Jamaican born Donald Williams will make history as the first Afro-Caribbean mayor of the town of Rugby located in Warwickshire, England, on May 20, 2010. Despite living in the United Kingdom for more than 40 years, the St. Ann native maintains strong ties with his homeland. He is a regular visitor to Jamaica where two of his sisters and a host of other relatives still reside. “You know how it is. No matter how long you have been away, or the life you have made, Jamaica always has a place in your heart.”
In an interview with JIS News, Councillor Williams said that his election constitutes “a great achievement for me and for the West Indian community.” Williams, who has lived in Rugby since 1957, is the first and only Jamaican or West Indian on the 48 member council of the West Midland market town. He said that while the town’s black and ethnic minority community has grown from the initial 43 in 1957, when he and his late brother Winston first moved there, the overall population remains a very small percentage of Rugby’s overall 90,000 plus residents.

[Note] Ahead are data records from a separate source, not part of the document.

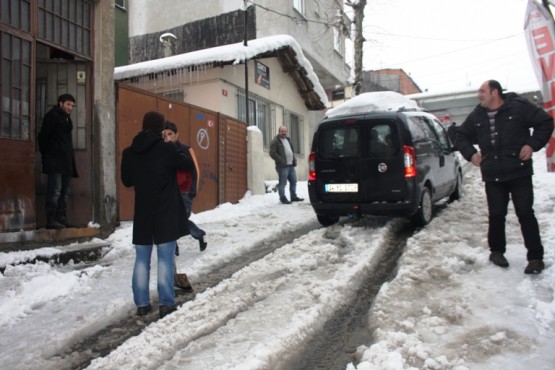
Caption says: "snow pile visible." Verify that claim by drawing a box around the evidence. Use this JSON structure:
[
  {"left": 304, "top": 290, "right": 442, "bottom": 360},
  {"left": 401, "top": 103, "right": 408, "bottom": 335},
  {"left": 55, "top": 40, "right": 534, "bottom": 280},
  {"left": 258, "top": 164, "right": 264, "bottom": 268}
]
[{"left": 326, "top": 91, "right": 422, "bottom": 117}]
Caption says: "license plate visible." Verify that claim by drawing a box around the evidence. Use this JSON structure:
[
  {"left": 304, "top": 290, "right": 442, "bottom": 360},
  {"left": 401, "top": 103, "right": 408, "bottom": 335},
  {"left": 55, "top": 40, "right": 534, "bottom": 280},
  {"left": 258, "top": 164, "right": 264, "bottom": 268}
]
[{"left": 325, "top": 184, "right": 358, "bottom": 193}]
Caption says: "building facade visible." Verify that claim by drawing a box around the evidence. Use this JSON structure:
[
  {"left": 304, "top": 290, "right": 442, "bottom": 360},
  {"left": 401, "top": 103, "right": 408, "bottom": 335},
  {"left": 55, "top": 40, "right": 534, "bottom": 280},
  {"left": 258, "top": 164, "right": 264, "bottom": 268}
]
[
  {"left": 116, "top": 0, "right": 349, "bottom": 179},
  {"left": 0, "top": 0, "right": 116, "bottom": 243}
]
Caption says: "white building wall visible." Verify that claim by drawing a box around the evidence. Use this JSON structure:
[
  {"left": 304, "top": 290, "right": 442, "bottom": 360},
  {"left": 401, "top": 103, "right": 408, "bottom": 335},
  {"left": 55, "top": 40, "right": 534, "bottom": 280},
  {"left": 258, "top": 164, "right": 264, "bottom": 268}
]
[
  {"left": 128, "top": 0, "right": 243, "bottom": 37},
  {"left": 129, "top": 0, "right": 349, "bottom": 90}
]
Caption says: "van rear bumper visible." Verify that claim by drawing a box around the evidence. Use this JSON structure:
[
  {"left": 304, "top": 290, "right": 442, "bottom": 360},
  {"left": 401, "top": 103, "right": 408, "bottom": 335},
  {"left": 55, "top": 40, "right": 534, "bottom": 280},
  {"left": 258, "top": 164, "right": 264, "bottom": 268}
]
[{"left": 311, "top": 201, "right": 418, "bottom": 216}]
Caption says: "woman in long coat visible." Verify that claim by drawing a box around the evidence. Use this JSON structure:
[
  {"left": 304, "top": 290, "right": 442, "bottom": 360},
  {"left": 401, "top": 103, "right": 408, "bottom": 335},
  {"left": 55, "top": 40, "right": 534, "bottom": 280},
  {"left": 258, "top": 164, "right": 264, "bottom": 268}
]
[{"left": 121, "top": 112, "right": 194, "bottom": 317}]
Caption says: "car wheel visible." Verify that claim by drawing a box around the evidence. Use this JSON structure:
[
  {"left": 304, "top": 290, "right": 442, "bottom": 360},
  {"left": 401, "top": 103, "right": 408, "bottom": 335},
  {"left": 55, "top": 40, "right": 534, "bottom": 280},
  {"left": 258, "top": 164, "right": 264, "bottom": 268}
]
[
  {"left": 449, "top": 172, "right": 462, "bottom": 202},
  {"left": 412, "top": 188, "right": 433, "bottom": 227},
  {"left": 316, "top": 215, "right": 339, "bottom": 226}
]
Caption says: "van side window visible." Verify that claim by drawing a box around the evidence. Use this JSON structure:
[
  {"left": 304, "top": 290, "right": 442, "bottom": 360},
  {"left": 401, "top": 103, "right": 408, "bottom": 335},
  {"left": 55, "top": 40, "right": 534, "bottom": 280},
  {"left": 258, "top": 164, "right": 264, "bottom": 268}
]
[
  {"left": 428, "top": 119, "right": 449, "bottom": 149},
  {"left": 368, "top": 124, "right": 395, "bottom": 157},
  {"left": 318, "top": 126, "right": 359, "bottom": 158},
  {"left": 408, "top": 117, "right": 429, "bottom": 143}
]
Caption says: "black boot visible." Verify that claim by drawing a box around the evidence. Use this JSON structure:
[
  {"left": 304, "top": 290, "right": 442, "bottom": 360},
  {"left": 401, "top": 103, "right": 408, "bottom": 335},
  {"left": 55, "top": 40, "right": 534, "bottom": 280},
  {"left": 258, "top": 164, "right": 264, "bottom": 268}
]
[
  {"left": 198, "top": 231, "right": 208, "bottom": 252},
  {"left": 56, "top": 208, "right": 76, "bottom": 227},
  {"left": 45, "top": 209, "right": 65, "bottom": 229}
]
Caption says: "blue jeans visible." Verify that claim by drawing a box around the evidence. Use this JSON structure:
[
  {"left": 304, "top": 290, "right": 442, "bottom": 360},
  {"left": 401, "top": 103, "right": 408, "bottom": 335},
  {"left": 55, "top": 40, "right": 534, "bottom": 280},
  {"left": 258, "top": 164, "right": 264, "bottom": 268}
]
[
  {"left": 276, "top": 164, "right": 297, "bottom": 199},
  {"left": 181, "top": 193, "right": 206, "bottom": 240},
  {"left": 132, "top": 241, "right": 176, "bottom": 307},
  {"left": 486, "top": 176, "right": 544, "bottom": 261},
  {"left": 46, "top": 173, "right": 71, "bottom": 212}
]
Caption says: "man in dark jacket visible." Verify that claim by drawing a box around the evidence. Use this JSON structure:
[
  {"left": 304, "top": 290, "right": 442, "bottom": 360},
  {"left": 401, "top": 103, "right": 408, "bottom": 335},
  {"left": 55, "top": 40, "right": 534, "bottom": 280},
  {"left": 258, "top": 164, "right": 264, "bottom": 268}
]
[
  {"left": 456, "top": 80, "right": 553, "bottom": 274},
  {"left": 270, "top": 126, "right": 304, "bottom": 204},
  {"left": 164, "top": 121, "right": 207, "bottom": 251},
  {"left": 121, "top": 112, "right": 193, "bottom": 317},
  {"left": 38, "top": 94, "right": 78, "bottom": 229}
]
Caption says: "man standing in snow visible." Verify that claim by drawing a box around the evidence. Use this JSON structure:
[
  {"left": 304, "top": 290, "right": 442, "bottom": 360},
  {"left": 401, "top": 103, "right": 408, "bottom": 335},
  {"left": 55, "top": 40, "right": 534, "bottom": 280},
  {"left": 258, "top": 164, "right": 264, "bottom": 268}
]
[
  {"left": 270, "top": 126, "right": 304, "bottom": 204},
  {"left": 456, "top": 80, "right": 553, "bottom": 274},
  {"left": 38, "top": 94, "right": 78, "bottom": 229},
  {"left": 121, "top": 112, "right": 194, "bottom": 318},
  {"left": 164, "top": 121, "right": 207, "bottom": 252}
]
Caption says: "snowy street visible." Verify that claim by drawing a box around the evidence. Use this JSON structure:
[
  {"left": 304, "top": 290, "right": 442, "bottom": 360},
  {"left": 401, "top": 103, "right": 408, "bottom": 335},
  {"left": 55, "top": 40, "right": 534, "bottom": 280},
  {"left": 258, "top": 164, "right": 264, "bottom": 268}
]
[{"left": 0, "top": 151, "right": 555, "bottom": 370}]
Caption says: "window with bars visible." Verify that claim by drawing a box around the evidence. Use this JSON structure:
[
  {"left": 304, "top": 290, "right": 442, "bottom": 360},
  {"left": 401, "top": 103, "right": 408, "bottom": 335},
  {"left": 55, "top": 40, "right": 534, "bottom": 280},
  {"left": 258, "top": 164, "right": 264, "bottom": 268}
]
[
  {"left": 116, "top": 0, "right": 127, "bottom": 9},
  {"left": 293, "top": 0, "right": 306, "bottom": 16},
  {"left": 38, "top": 0, "right": 93, "bottom": 58},
  {"left": 285, "top": 110, "right": 303, "bottom": 154},
  {"left": 237, "top": 91, "right": 272, "bottom": 149},
  {"left": 0, "top": 32, "right": 31, "bottom": 140},
  {"left": 0, "top": 0, "right": 31, "bottom": 32}
]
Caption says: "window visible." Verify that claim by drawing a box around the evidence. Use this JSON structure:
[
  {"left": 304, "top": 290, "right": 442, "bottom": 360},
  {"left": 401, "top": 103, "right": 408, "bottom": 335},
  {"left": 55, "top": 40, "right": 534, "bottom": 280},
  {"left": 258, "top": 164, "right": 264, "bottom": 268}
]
[
  {"left": 365, "top": 124, "right": 398, "bottom": 157},
  {"left": 318, "top": 126, "right": 359, "bottom": 159},
  {"left": 293, "top": 0, "right": 305, "bottom": 17},
  {"left": 0, "top": 0, "right": 31, "bottom": 32},
  {"left": 0, "top": 33, "right": 31, "bottom": 140},
  {"left": 237, "top": 91, "right": 272, "bottom": 148},
  {"left": 162, "top": 90, "right": 185, "bottom": 102},
  {"left": 116, "top": 0, "right": 127, "bottom": 9},
  {"left": 333, "top": 27, "right": 345, "bottom": 55},
  {"left": 38, "top": 0, "right": 93, "bottom": 57},
  {"left": 285, "top": 111, "right": 303, "bottom": 154},
  {"left": 428, "top": 119, "right": 449, "bottom": 149}
]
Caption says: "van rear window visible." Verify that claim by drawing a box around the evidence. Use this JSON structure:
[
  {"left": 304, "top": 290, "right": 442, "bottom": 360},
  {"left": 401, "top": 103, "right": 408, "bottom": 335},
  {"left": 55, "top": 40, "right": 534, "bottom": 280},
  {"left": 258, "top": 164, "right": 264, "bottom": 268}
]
[
  {"left": 318, "top": 120, "right": 399, "bottom": 159},
  {"left": 318, "top": 126, "right": 360, "bottom": 158}
]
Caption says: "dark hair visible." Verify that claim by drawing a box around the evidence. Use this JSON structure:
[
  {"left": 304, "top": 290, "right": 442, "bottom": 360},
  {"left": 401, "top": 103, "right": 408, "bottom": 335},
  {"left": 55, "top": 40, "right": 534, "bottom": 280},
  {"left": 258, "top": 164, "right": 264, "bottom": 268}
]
[
  {"left": 166, "top": 121, "right": 177, "bottom": 134},
  {"left": 488, "top": 80, "right": 505, "bottom": 99},
  {"left": 58, "top": 94, "right": 75, "bottom": 103},
  {"left": 143, "top": 111, "right": 166, "bottom": 131}
]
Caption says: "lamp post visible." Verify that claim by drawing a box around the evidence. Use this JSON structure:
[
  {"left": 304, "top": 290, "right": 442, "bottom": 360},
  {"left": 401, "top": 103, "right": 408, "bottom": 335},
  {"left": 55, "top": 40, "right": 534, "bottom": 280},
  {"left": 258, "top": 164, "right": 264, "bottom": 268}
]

Williams, a long standing member of the British Labour party, and his late brother, Winston Williams, were strong community organizers. They were involved in setting up the town’s first Community Relations Council and later the Rugby West Indian Association in the early 1960’s. The association, which provides services and support for the West Indian community, operates a day care centre for the elderly and art and music programs for young people.
Councillor Williams entry into politics came about in 1963 when the then Labour party parliamentary candidate, Bill Pryce, sought the brothers’ support in his campaign. In 1987, Williams was asked to stand for the County Council and placed second in the polls. However, in 2001 he was elected to the Rugby Town Council and last year served as Deputy Mayor.
Winston Williams, who died a few years ago, was named a Member of the British Empire (MBE) for his community work and a street in the town is named after him.